Tell them that in some states in the 60s and 70s up to a third of all Indigenous children were removed from their families. Tell them the United States did this intentionally, specifically, so that Indigenous children would not grow up to be Indigenous adults.

Tell them that if ICWA is overturned, white Americans will hoard Indigenous children like dolls. Like bread. Tell them white Americans want to feel good about stealing our land, so they steal our children. Tell them settler love is not enough. 13/

Tell them that Indigenous people are a political class, not a racial one. And that we have rights that are based on our sovereignty as Peoples. Not on what the United States classifies as "race". And that those fundamental rights depend on our being able to keep our children.

Tell them, if you want, that they can reach out to me, and I'll tell them, too. Tell them the United States wants to eliminate Indigenous people and that ICWA is one of the few ways we have of preventing the theft of our own children, our futures, our communities.

Tell them that it is not about the welfare of Indigenous children, but about white millionaires who want to dismantle Indian law. And that ICWA is just the vehicle. Tell them all this. Tell them. Tell them again.

Photo by Tatiana Zanon on Unsplash

All I wanted to hear was someone say, “I love you.”

I have read the testimonies leading up to the passage of ICWA. They are harrowing. NDN mothers sit in the Senate chamber and tell a panel of white men that someone stole their children. They say it over and over again. And they ask why? Why are you doing this to us?

This time we heard lawyers argue over “the best interests of the child” or children “bonding”. But we did not hear settler colonialism uttered, we did not hear the reason why Indigenous children are stolen.

We heard lawyers arguing over us like pets. Like a basket of rolls at dinner.

And we heard Samuel Alito say this: “Before the arrival of Europeans, the tribes were at war with each other often, and they were separated by an entire continent.”

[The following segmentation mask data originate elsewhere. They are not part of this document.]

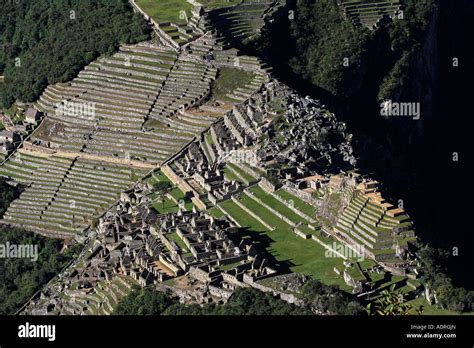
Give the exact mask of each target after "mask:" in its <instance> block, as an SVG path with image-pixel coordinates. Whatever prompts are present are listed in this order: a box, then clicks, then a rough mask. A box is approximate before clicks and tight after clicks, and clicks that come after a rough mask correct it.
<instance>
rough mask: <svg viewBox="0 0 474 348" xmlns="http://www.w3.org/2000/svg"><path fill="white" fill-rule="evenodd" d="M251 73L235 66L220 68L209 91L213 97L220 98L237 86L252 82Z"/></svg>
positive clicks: (224, 95)
mask: <svg viewBox="0 0 474 348" xmlns="http://www.w3.org/2000/svg"><path fill="white" fill-rule="evenodd" d="M252 79H253V74H251V73H249V72H246V71H244V70H241V69H237V68H222V69H220V70H219V74H218V76H217V79H216V80H215V81H214V84H213V86H212V89H211V92H212V96H213V97H214V98H215V99H222V98H224V97H225V96H226V95H227V94H231V93H233V92H234V91H235V90H237V88H239V87H243V86H246V85H248V84H250V82H252Z"/></svg>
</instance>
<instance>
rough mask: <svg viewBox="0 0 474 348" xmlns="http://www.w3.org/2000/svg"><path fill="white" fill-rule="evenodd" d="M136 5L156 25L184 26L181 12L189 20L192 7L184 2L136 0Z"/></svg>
mask: <svg viewBox="0 0 474 348" xmlns="http://www.w3.org/2000/svg"><path fill="white" fill-rule="evenodd" d="M136 3H137V5H138V6H139V7H140V8H141V9H142V10H143V11H145V12H146V13H147V14H148V15H149V16H150V17H151V18H153V20H154V21H155V22H157V23H161V22H172V23H176V24H186V20H185V18H184V17H183V16H182V15H181V13H183V12H181V11H185V12H186V15H187V17H188V18H191V10H192V8H193V6H192V5H191V4H190V3H188V2H187V1H186V0H136Z"/></svg>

I was stunned. I could not believe that this was presented as a statement of fact, not part of a question. Not part of an inquiry into the validity of the claims as to why ICWA should or should not be upheld. To be fair, Alito was asking about whether placing an Indian child outside of their own tribe, but within another tribe, rather than with a non-Indian family, can be considered “rational”. He seems to be trying to figure out if Indian tribes have anything in common that would lead to a reasonable justification for placing a child in a different tribe. But I still cannot get over the fact that this discourse of war—this line of thinking that imagines that there was a previous moment in which Native American nations were constantly at war—is somehow broken by “the arrival of Europeans”. The temporality of that sentence is so jarring, so fundamentally ahistorical and ill-informed, as to constitute, for me, a right wing conspiracy theory.

Perhaps that is too strong a term. I don’t really care. The fact is that Alito has zero understanding of what “warfare” meant in Indigenous communities, then or now, and has zero inclination to contextualize the different forms of conflict (and conflict resolution) that existed for millennia before Europeans came and decided to murder us all.

I’m sorry, but I just can’t fucking deal with this guy. Jesus.

All I wanted to hear was someone say, “I love you.” And what I got was: “savage”.